One friend wrote in his letter:
“Before we parted ways, we ate chips together, drank too much coffee and laughed a lot. Seeing them here today, I realized how happy they are together and how glad I am that they became a couple. ”
Another wrote:
“I remember meeting Mr. **** for the first time in September 2013, when they came to visit me. They made an impression of a couple in love, and I can't remember ever having seen her happier. ”
I do not know if any of the officials read these letters - today, unfortunately, they prefer metadata of real information - but we read. Seeing your friends and family confirm your love is the best selfie of the world.
I received my citizenship, permission from the government to live with my beloved one in Europe, and moved in with him.
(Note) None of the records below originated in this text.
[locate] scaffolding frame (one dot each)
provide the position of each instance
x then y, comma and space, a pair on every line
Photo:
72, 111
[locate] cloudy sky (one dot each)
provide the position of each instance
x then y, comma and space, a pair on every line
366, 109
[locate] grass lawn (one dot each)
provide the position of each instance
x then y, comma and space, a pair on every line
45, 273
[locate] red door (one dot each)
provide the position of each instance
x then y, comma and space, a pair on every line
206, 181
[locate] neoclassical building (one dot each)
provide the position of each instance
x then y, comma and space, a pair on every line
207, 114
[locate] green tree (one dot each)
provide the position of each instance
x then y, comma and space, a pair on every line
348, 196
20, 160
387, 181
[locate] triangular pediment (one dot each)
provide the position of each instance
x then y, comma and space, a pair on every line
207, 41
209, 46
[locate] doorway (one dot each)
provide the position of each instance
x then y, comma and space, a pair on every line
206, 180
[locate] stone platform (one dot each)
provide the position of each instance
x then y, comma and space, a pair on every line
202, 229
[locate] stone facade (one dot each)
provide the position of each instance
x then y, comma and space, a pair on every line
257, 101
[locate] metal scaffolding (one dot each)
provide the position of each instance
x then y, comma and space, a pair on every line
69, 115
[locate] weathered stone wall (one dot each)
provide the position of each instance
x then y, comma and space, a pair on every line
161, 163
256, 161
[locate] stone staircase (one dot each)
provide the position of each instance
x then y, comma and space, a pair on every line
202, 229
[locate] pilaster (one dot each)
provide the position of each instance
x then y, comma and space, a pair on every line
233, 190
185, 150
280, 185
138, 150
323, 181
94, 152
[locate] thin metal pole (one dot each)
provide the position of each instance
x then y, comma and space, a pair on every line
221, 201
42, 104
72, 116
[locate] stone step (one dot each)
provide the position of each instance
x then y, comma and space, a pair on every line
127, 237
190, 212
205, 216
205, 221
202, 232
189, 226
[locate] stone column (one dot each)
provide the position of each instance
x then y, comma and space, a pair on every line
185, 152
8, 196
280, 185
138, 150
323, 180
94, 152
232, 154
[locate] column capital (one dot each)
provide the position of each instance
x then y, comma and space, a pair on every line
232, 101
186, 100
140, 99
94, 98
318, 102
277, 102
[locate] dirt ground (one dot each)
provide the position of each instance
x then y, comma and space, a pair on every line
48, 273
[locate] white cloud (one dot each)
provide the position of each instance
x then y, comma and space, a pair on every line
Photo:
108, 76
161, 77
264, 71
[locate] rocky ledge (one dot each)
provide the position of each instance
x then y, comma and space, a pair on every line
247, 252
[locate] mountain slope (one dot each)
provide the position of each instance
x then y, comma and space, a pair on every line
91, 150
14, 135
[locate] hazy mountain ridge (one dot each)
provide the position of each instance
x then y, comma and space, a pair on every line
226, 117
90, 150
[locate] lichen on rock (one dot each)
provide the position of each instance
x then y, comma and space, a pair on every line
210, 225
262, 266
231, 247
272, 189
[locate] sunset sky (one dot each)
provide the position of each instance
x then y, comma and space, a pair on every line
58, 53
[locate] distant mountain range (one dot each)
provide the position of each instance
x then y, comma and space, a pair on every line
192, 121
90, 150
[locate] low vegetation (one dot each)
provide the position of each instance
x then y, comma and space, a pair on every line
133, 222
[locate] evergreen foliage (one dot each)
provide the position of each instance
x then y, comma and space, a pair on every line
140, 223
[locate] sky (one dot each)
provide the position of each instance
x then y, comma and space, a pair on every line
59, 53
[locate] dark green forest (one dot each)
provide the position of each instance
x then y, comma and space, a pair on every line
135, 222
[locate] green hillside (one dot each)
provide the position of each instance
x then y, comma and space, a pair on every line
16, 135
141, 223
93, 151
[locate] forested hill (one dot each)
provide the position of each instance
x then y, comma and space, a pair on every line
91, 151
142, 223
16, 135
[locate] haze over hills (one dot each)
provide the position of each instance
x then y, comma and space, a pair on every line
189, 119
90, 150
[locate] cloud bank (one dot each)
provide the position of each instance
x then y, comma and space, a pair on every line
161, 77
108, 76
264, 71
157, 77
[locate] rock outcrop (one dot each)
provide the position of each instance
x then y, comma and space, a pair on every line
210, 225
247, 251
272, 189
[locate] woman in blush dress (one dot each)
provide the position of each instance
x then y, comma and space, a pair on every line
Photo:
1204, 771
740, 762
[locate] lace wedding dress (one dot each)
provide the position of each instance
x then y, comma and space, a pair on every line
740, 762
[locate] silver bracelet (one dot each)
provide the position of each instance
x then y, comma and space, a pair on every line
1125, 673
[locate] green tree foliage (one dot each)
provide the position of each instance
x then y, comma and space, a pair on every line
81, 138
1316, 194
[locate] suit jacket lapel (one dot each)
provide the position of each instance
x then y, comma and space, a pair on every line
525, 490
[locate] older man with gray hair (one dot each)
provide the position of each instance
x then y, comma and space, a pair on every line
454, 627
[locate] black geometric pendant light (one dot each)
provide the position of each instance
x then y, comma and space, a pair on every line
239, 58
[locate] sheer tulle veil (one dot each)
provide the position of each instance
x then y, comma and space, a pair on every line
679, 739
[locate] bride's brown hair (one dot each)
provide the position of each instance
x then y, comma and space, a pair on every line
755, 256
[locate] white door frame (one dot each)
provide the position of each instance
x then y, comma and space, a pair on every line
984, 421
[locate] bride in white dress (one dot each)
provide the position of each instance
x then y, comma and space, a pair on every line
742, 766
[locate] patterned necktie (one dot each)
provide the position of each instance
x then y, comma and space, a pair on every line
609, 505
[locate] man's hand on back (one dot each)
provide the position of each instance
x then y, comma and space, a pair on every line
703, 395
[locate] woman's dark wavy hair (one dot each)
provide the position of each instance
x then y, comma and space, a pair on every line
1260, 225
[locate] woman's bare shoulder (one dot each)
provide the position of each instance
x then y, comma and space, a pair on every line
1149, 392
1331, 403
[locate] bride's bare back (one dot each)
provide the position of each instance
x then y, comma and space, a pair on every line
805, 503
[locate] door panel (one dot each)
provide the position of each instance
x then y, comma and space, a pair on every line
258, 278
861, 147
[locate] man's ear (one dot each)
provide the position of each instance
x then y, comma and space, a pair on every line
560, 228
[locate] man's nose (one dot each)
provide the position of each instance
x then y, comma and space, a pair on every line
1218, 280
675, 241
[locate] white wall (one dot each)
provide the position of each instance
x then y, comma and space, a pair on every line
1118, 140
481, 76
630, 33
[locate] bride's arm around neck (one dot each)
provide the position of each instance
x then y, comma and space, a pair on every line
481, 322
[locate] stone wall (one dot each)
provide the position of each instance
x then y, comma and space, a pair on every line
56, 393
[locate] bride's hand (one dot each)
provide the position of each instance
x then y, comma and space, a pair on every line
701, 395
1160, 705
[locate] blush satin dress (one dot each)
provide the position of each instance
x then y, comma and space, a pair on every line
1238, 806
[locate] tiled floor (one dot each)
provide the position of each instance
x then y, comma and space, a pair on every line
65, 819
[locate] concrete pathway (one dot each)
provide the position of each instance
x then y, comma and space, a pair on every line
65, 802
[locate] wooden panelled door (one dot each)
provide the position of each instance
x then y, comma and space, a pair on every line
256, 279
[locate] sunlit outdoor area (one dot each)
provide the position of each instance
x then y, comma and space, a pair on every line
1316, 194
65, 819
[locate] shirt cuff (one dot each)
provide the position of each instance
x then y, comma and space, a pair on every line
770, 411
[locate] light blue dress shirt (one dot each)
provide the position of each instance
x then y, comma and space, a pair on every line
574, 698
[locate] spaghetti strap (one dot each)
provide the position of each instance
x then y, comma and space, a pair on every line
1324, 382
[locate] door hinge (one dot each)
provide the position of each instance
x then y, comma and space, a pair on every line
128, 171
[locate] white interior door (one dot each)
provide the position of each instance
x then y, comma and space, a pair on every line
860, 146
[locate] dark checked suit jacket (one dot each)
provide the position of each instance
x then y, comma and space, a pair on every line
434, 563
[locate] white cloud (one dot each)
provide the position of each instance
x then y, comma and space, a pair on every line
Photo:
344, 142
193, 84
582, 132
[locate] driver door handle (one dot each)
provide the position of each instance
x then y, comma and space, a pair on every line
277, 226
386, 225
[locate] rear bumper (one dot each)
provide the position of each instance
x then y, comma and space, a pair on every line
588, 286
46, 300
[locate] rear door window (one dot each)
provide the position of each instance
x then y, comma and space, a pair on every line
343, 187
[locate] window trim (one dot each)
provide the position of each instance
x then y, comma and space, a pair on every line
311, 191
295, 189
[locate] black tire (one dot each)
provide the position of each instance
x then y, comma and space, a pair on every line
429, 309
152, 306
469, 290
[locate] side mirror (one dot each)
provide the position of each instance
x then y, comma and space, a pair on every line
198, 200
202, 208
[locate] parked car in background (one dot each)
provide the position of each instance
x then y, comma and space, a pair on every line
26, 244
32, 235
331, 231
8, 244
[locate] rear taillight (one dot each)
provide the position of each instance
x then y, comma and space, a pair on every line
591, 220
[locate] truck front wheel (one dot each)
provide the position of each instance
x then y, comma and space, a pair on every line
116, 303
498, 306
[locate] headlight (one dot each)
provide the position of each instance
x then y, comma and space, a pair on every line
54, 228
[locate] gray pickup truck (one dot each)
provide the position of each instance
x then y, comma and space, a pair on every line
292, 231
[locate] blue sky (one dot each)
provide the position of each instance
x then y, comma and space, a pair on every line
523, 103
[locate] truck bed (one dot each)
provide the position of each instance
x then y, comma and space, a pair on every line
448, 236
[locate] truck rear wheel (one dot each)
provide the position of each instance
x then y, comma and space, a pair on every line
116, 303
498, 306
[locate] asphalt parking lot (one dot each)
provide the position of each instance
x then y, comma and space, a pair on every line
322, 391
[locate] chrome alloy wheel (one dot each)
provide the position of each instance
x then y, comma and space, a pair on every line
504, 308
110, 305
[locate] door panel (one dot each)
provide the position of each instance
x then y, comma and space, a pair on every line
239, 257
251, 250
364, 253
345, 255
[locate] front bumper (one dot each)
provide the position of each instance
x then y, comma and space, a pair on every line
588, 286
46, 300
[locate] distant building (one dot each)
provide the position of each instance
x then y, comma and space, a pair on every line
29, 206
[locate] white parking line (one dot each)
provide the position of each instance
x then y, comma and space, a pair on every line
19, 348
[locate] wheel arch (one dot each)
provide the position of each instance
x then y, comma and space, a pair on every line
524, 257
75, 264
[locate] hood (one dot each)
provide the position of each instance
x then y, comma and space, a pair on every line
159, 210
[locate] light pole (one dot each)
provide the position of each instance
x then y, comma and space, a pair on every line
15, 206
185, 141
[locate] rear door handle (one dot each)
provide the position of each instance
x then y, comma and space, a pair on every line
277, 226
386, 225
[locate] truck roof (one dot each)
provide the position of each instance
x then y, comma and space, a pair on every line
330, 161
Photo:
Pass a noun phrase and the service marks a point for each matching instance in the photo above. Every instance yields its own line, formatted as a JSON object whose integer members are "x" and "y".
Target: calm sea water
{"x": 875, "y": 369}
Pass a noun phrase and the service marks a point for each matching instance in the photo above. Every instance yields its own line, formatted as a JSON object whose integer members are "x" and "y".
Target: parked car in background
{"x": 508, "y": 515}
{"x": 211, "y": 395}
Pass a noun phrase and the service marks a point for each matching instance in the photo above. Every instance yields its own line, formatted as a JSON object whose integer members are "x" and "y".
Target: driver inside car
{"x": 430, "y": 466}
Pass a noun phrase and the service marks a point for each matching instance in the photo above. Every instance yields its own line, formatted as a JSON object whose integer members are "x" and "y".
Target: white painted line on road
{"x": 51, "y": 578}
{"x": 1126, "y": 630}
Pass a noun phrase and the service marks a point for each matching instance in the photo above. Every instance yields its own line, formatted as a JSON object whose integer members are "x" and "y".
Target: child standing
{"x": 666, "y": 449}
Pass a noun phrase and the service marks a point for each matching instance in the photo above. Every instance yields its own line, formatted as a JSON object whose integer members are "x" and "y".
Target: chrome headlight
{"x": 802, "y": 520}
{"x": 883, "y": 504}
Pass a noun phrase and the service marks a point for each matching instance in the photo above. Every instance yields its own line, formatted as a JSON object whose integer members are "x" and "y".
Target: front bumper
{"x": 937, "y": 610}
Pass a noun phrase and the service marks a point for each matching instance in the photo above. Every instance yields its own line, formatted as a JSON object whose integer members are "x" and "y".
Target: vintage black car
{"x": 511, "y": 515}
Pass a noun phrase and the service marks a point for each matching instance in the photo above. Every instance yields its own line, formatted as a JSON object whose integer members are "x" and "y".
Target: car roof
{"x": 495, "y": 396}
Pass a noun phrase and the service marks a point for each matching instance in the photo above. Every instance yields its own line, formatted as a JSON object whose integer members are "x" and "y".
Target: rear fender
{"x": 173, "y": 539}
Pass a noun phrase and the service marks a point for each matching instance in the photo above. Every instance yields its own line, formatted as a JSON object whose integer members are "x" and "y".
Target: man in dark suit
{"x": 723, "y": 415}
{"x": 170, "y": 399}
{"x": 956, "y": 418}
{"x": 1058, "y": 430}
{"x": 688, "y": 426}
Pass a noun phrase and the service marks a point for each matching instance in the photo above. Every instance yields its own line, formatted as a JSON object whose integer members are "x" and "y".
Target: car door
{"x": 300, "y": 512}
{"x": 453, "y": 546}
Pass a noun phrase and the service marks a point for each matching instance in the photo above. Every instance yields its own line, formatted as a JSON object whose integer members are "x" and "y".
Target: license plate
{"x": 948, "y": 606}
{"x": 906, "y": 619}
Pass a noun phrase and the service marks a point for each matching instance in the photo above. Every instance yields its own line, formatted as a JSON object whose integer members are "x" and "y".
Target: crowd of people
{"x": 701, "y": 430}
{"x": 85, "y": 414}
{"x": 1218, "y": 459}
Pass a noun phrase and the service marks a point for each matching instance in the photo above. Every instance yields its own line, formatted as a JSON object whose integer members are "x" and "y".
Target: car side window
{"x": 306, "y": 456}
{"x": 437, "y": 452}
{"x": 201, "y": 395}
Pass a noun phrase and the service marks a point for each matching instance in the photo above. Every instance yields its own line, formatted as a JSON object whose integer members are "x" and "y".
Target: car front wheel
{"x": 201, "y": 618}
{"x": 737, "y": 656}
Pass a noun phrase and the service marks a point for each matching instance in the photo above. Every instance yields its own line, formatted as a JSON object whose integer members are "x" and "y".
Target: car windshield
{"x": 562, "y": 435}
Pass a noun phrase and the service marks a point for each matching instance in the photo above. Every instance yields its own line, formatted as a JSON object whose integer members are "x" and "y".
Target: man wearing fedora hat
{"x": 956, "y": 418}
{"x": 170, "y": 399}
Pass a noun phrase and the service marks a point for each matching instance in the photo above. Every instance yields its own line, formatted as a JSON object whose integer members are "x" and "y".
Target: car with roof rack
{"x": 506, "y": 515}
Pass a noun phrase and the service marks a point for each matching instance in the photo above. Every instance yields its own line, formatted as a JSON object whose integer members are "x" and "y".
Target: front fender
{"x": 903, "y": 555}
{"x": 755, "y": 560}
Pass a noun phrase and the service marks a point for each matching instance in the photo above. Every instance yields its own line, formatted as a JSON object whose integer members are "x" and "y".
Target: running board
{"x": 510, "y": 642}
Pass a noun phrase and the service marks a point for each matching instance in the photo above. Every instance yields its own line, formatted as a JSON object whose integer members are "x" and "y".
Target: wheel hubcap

Last May, we were again in Berlin. I dragged him to the
Stasi Museum. When we got to the old director's office, I took a breath and made him an offer. Instead of a ring, I gave him a USB key (bought for cash; I wondered what was there).
He said yes.
Then he looked at me in surprise, and asked: “Was it because of this that you were nervous all week?”
"Yes! This is terribly unnerving! ”I said, and we went to drink coffee. That's how it happened.
But you have to take my word for it.
Queen Norton, born in 1973 - American journalist, photographer and blogger writing about hackers, Anonymous, intellectual property, copyright and the Internet. Was married to journalist Danny O'Brien . After the divorce, she met with Aaron Schwarz , an Internet activist and IT visionary. Schwarz was accused of stealing intellectual property for downloading and sharing a database of paid scientific journals , and in 2013 he committed suicide , unable to bear the harassment.